If you were expecting Apple’s Watch to arrive with killer aesthetics and design that clearly stands out against existing wearables, you’ll be sorely disappointed. Today Apple took the veil off the $349 Apple Watch and honestly, it’s not nearly as stylish as you might think.
Instead, we are presented with a square watch that looks close to what we’ve already seen from Android Wear and even earlier devices before that. Sure, there’s stainless steel and sapphire glass, but it’s hard to call this thing beautiful when pitted against the Moto 360 or even devices like the ZenWatch. That said, it does appear to be a bit smaller than AW devices, more along the lines of the Pebble at least judging by first glance. There’s also quite a few bands to customize the look of the device.
One of the more ‘unique’ outer elements is the “digital crown”, a side dial that looks somewhat like we’ve seen on the G Watch R but is used to control zoom in and zoom out within various apps. There’s also a home button on the side. It is worth noting that, like the Moto 360, the Apple Watch does feature wireless inductive charging.
As for the software? The usual suspects are present here, such as a calendar, fitness, calling, messaging, navigation, Siri integration and more. Unlike Android Wear, the screen apparently isn’t always on, and instead you lift your wrist up to wake the screen (similar to what we’ve seen from Samsung). Interestingly enough, Apple also seems to be pushing customization here (ironic considering iOS) with things like allowing you to tweak watch faces to add specialized functions like stock quotes, weather updates, stopwatches and more to the faces. Apple also says WatchKit will soon arrive as well, a dev kit so developers can send notifications to your wrist and more.

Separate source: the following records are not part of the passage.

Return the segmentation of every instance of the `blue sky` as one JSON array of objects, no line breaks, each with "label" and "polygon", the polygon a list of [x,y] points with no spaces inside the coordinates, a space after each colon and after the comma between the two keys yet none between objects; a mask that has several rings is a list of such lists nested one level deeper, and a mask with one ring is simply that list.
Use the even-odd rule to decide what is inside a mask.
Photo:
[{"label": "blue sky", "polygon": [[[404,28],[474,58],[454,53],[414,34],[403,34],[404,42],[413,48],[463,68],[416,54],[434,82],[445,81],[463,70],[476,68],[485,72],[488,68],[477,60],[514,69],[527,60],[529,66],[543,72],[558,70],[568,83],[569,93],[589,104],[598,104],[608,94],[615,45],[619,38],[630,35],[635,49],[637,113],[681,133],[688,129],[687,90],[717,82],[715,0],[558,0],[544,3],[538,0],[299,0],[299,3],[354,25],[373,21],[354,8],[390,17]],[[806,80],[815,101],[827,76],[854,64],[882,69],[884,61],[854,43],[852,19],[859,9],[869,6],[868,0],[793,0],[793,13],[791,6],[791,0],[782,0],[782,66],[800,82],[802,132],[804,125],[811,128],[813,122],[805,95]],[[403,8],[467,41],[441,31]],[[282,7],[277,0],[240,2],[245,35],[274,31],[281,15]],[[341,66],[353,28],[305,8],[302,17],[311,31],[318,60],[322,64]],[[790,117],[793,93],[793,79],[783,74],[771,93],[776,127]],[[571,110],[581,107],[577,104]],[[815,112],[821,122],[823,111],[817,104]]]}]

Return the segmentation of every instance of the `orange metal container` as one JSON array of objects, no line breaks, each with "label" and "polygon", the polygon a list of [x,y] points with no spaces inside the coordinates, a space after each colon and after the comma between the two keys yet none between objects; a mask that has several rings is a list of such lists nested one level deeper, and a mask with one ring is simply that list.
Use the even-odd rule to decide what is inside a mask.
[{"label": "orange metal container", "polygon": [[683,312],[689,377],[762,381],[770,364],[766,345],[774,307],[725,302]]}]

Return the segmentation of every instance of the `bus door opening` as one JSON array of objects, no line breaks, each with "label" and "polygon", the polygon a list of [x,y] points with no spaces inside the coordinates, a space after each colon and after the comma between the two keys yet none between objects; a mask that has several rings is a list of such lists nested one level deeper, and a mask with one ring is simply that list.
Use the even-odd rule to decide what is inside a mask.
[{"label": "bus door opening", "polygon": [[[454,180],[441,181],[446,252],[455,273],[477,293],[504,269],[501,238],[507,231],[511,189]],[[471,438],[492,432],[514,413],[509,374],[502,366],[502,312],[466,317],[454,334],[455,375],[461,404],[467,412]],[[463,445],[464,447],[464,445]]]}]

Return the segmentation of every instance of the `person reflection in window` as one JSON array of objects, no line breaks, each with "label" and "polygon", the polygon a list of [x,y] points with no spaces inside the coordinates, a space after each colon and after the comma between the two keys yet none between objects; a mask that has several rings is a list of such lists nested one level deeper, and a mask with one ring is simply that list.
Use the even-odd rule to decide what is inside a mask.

We will be putting together an “Apple Watch vs Android” piece shortly (likely to release late tonight or tomorrow sometime) that will go into more details about how the new Apple Watch stacks up against Android Wear, but in the meantime you can find out all the details about the device directly from Apple’s website.
In the meantime, we have to ask, based on what you’ve seen so far — find yourself impressed by the Apple Watch or not? Will this “put wearables on the map” like some have claimed or does Android Wear have a greater chance at making a real impression among consumers?